したがって、本件商標は、商標法第4条第1項第11号に違反して登録されたものであるから、その登録を取り消されるべきである。
3 当審の判断
本件商標は、前記のとおりの構成よりなるところ、その構成中「CYBER」、「サイバー」の文字は、登録異議申立人の提出に係る甲第6号証及び甲第7号証によれば、「サイバースクール(cyberschool)、サイバースペース(cyberspace)、サイバービジネス(cyberbusiness)」の様に、他の語と組み合わされ、一つの語を表す語として使用されていることを認め得るとしても、「サイバー(cyber)」の文字(語)のみで、特定の意味を有する語として使用されている証左は見あたらないばかりでなく、本件商標の指定役務の品質を表示するものと認識、理解される理由も認められないから、本件商標は、全体として一連一体不可分の造語よりなるものと見るのが相当である。

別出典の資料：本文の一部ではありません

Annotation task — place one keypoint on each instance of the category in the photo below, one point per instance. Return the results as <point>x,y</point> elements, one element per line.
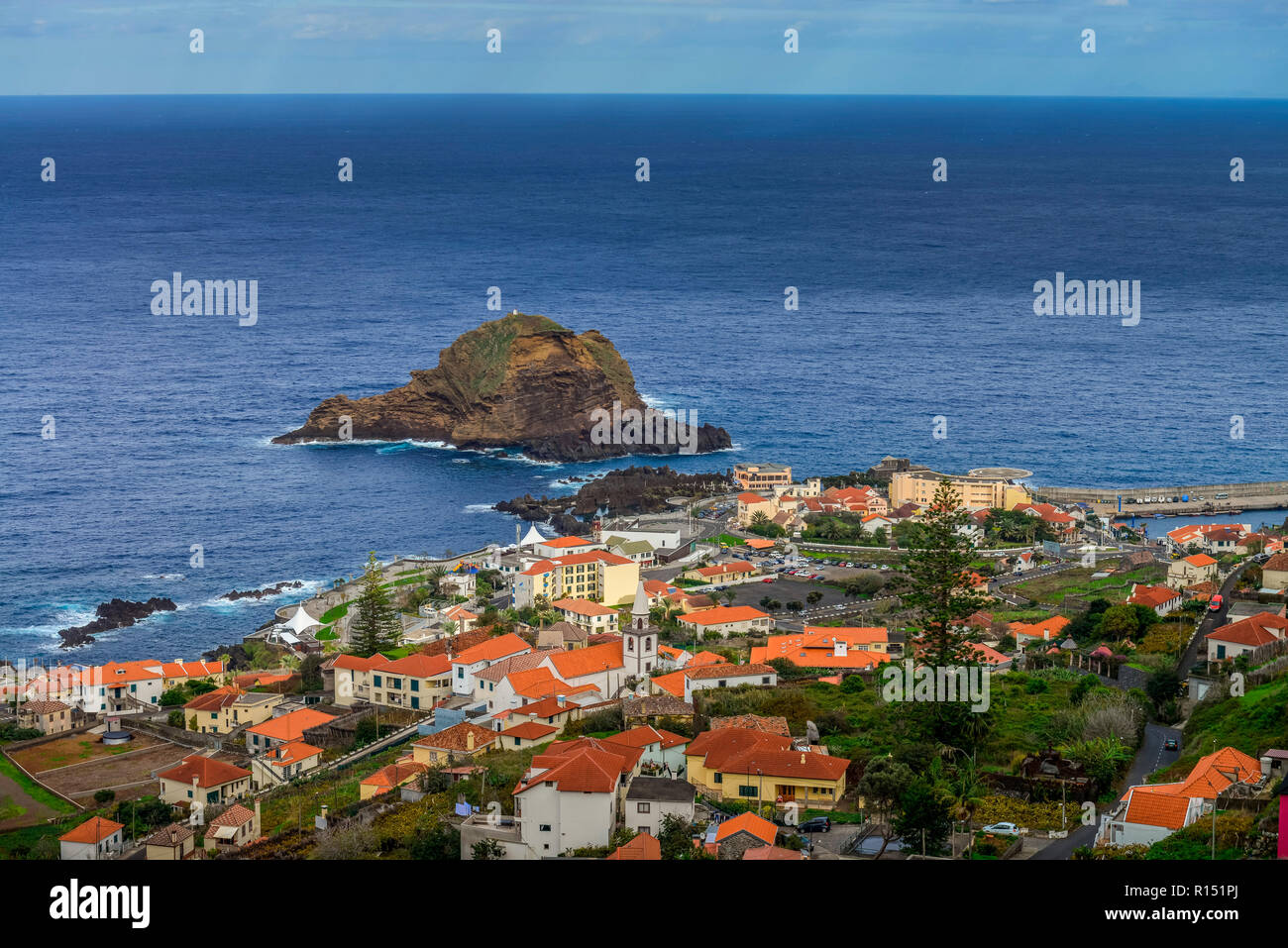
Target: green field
<point>1054,587</point>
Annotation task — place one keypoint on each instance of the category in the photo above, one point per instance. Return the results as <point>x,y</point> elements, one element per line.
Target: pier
<point>1265,494</point>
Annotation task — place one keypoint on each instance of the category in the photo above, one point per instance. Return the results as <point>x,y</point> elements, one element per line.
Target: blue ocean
<point>915,300</point>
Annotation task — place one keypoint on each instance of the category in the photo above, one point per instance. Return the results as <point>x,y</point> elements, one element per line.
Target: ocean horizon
<point>915,303</point>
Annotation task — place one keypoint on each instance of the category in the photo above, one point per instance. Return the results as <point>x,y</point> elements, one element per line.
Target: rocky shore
<point>522,381</point>
<point>262,592</point>
<point>622,492</point>
<point>117,613</point>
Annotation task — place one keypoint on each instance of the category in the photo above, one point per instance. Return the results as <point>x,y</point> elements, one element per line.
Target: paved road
<point>1147,759</point>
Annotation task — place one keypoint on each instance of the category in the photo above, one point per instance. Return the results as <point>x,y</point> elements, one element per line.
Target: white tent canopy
<point>300,621</point>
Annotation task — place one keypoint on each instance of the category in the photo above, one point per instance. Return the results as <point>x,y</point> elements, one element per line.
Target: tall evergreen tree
<point>941,588</point>
<point>376,626</point>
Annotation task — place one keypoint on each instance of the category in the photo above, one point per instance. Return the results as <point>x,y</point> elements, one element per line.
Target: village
<point>697,685</point>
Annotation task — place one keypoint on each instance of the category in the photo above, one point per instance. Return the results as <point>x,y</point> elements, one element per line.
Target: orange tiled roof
<point>565,543</point>
<point>575,559</point>
<point>492,649</point>
<point>91,831</point>
<point>747,823</point>
<point>291,753</point>
<point>393,776</point>
<point>644,736</point>
<point>233,815</point>
<point>578,767</point>
<point>588,661</point>
<point>724,613</point>
<point>291,725</point>
<point>191,669</point>
<point>215,699</point>
<point>416,665</point>
<point>768,724</point>
<point>704,672</point>
<point>1158,809</point>
<point>643,846</point>
<point>583,607</point>
<point>531,730</point>
<point>209,773</point>
<point>456,738</point>
<point>1254,630</point>
<point>1153,596</point>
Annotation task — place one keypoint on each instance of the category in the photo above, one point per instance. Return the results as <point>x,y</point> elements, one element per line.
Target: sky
<point>1170,48</point>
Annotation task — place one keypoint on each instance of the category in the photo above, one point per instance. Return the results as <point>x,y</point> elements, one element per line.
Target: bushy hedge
<point>1005,809</point>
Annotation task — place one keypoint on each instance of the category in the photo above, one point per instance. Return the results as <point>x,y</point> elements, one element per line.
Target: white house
<point>651,798</point>
<point>1245,635</point>
<point>1024,563</point>
<point>567,798</point>
<point>660,749</point>
<point>94,839</point>
<point>478,657</point>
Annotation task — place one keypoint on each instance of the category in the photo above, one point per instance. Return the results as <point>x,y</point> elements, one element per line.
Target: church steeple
<point>639,642</point>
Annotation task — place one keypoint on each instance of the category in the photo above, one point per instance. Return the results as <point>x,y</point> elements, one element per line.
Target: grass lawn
<point>288,806</point>
<point>330,616</point>
<point>1055,586</point>
<point>34,790</point>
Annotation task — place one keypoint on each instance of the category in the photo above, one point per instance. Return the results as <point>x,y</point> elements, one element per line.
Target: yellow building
<point>761,476</point>
<point>597,575</point>
<point>758,767</point>
<point>980,488</point>
<point>227,708</point>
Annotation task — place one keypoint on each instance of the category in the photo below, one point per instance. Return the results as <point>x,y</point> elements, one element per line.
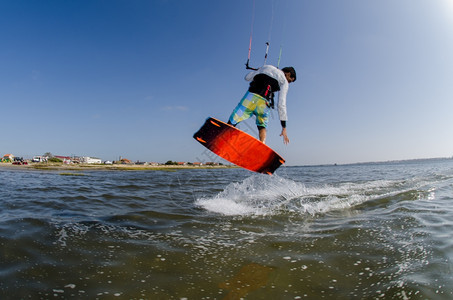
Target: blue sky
<point>138,78</point>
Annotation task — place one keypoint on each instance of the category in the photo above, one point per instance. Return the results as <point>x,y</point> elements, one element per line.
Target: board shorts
<point>251,104</point>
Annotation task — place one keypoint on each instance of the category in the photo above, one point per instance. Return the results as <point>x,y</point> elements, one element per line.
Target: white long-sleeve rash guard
<point>278,75</point>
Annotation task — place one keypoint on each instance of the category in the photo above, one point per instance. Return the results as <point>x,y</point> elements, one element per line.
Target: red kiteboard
<point>238,147</point>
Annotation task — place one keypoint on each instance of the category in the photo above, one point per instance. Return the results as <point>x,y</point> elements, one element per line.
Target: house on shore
<point>8,158</point>
<point>90,160</point>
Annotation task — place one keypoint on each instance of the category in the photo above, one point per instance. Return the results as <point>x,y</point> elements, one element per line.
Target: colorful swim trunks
<point>251,104</point>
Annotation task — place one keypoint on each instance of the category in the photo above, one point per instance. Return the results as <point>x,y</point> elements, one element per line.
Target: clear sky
<point>138,78</point>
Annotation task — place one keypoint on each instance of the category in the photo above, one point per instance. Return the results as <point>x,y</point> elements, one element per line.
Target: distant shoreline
<point>114,167</point>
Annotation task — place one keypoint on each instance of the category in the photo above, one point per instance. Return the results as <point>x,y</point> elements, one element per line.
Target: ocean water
<point>368,231</point>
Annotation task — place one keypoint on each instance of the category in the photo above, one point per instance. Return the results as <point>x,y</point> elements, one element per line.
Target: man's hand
<point>285,136</point>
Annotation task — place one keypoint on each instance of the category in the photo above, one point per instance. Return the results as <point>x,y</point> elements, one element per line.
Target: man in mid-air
<point>259,99</point>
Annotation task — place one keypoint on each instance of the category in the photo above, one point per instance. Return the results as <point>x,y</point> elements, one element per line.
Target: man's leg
<point>262,134</point>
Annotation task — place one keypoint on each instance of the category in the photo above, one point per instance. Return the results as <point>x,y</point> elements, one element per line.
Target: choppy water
<point>373,231</point>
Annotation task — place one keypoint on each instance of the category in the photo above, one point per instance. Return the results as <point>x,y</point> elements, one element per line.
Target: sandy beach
<point>114,167</point>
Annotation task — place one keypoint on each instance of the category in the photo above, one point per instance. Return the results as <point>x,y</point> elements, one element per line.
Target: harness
<point>265,86</point>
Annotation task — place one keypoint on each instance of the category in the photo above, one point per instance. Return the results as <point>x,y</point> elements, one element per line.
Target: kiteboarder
<point>259,99</point>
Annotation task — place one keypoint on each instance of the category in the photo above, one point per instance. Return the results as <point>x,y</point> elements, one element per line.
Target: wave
<point>271,195</point>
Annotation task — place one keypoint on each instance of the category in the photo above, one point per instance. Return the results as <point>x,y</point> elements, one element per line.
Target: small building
<point>8,158</point>
<point>90,160</point>
<point>126,161</point>
<point>39,158</point>
<point>64,159</point>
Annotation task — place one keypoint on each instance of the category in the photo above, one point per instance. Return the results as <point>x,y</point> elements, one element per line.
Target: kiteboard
<point>238,147</point>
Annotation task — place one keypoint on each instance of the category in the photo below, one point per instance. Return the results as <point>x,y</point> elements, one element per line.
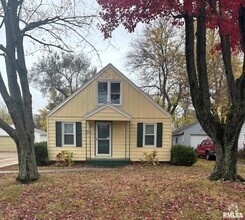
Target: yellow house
<point>109,118</point>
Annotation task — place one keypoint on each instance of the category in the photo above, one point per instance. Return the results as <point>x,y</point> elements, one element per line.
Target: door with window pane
<point>150,135</point>
<point>103,139</point>
<point>69,129</point>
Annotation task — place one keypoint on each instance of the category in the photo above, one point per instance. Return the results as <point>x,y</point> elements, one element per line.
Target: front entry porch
<point>107,137</point>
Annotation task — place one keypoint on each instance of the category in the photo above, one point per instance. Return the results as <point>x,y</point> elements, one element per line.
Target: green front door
<point>103,139</point>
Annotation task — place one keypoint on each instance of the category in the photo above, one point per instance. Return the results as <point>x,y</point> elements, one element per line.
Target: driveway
<point>8,158</point>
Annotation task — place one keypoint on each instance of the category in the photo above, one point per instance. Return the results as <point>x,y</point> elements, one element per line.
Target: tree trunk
<point>226,135</point>
<point>17,97</point>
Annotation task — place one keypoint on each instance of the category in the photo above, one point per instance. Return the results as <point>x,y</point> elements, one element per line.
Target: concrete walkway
<point>8,159</point>
<point>61,170</point>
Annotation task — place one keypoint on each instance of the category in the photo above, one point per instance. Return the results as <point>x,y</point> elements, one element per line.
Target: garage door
<point>197,139</point>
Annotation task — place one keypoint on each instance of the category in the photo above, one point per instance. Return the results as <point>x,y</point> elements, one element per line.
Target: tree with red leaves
<point>228,17</point>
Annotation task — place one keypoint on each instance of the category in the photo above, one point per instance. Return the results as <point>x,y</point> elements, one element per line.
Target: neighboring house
<point>193,134</point>
<point>189,135</point>
<point>7,143</point>
<point>241,139</point>
<point>109,118</point>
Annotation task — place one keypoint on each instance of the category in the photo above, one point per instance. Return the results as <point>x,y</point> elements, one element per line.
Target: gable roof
<point>108,108</point>
<point>98,75</point>
<point>183,128</point>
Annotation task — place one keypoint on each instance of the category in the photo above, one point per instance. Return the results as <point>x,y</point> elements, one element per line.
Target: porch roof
<point>107,112</point>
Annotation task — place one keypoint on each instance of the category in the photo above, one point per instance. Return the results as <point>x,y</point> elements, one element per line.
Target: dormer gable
<point>108,86</point>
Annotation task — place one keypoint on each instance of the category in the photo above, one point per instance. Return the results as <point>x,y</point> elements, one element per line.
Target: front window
<point>150,135</point>
<point>69,135</point>
<point>109,92</point>
<point>102,92</point>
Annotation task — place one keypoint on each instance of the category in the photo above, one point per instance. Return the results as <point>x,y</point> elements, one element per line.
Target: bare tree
<point>158,55</point>
<point>46,23</point>
<point>61,74</point>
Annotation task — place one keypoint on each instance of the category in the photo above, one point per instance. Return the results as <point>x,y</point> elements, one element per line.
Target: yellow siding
<point>133,102</point>
<point>108,113</point>
<point>7,144</point>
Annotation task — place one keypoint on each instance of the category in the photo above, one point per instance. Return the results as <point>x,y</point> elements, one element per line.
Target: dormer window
<point>109,92</point>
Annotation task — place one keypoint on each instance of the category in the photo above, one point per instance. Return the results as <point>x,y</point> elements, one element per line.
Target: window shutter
<point>58,129</point>
<point>159,134</point>
<point>78,134</point>
<point>140,135</point>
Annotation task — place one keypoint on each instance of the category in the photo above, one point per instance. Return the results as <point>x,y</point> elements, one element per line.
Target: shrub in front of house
<point>183,156</point>
<point>150,158</point>
<point>64,158</point>
<point>41,153</point>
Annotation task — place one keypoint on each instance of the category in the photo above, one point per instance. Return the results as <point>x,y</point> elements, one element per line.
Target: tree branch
<point>47,44</point>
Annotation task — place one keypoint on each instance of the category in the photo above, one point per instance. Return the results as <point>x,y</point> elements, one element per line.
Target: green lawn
<point>132,192</point>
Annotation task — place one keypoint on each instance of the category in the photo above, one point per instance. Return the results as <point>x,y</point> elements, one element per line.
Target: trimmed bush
<point>183,156</point>
<point>64,158</point>
<point>41,153</point>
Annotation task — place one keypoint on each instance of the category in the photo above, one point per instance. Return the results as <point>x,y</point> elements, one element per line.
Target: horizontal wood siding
<point>133,102</point>
<point>108,113</point>
<point>7,144</point>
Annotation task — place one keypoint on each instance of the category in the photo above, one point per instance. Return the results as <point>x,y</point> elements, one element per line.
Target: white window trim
<point>74,134</point>
<point>155,134</point>
<point>109,92</point>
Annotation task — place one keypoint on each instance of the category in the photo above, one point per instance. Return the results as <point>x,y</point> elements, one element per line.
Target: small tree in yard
<point>228,17</point>
<point>24,19</point>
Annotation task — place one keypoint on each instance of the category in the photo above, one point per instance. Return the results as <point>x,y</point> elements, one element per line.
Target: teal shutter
<point>159,134</point>
<point>58,129</point>
<point>78,134</point>
<point>140,135</point>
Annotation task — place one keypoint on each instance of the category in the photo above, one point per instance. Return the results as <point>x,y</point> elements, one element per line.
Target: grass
<point>132,192</point>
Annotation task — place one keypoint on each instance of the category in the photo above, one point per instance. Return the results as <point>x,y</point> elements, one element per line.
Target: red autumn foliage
<point>222,14</point>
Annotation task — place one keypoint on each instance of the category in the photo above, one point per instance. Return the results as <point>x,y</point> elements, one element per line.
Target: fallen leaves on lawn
<point>132,192</point>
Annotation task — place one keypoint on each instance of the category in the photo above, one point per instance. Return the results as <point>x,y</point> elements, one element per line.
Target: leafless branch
<point>47,44</point>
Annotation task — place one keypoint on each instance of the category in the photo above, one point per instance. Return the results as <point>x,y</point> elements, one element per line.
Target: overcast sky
<point>110,51</point>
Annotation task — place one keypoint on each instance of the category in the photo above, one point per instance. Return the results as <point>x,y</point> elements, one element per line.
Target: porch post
<point>129,140</point>
<point>86,136</point>
<point>125,124</point>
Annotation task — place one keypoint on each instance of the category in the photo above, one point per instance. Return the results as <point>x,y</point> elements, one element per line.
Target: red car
<point>206,149</point>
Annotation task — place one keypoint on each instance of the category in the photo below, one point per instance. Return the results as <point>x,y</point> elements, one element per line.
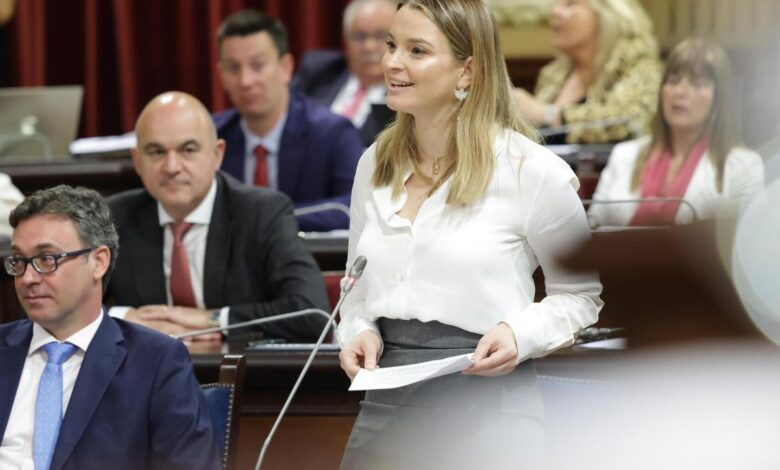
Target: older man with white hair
<point>350,82</point>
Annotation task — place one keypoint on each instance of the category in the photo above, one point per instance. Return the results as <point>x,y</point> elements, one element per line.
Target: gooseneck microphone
<point>352,277</point>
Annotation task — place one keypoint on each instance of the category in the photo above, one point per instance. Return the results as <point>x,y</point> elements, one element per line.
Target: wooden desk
<point>105,176</point>
<point>318,423</point>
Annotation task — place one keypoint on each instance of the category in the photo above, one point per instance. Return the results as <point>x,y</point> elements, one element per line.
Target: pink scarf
<point>653,184</point>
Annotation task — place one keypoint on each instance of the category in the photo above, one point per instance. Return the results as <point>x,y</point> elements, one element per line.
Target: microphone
<point>636,129</point>
<point>257,321</point>
<point>640,200</point>
<point>352,277</point>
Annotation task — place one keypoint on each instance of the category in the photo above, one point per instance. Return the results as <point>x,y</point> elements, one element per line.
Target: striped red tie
<point>261,166</point>
<point>181,284</point>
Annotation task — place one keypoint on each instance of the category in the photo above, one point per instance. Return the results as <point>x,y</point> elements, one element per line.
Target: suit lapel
<point>101,362</point>
<point>292,149</point>
<point>145,245</point>
<point>13,354</point>
<point>218,245</point>
<point>335,87</point>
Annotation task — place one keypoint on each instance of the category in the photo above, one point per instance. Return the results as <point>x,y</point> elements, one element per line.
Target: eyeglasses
<point>360,38</point>
<point>43,264</point>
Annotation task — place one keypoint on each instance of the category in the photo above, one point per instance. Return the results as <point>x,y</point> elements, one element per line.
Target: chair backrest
<point>224,402</point>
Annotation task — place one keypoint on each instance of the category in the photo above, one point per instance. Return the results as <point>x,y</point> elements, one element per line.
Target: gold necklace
<point>435,168</point>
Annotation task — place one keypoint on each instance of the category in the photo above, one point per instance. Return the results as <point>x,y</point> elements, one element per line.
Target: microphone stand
<point>257,321</point>
<point>352,277</point>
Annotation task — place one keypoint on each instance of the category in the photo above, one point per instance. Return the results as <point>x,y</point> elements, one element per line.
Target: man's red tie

してみれば、本件商標は、「CYBER VISION」、「サイバービジョン」の文字に相応し「サイバービジョン」の称呼のみを生ずるものというのが自然である。
そうとすれば、引用1商標ないし引用4商標より「ビジョン」の称呼を生ずるとした上で、本件商標と引用各商標とは、称呼において類似の商標であるとする、登録異議の申立ての理由はないものといわざるを得ない。
しかして、本件商標と引用各商標とは、他に称呼、外観及び観念のいずれの点においても類似の商標とする理由は見あたらない。
したがって、本件商標は、商標法第4条第1項第11号に違反して登録されたものではないから、商標法第43条の3第4項の規定により、その登録を維持すべきものである。
よって、結論のとおり決定する。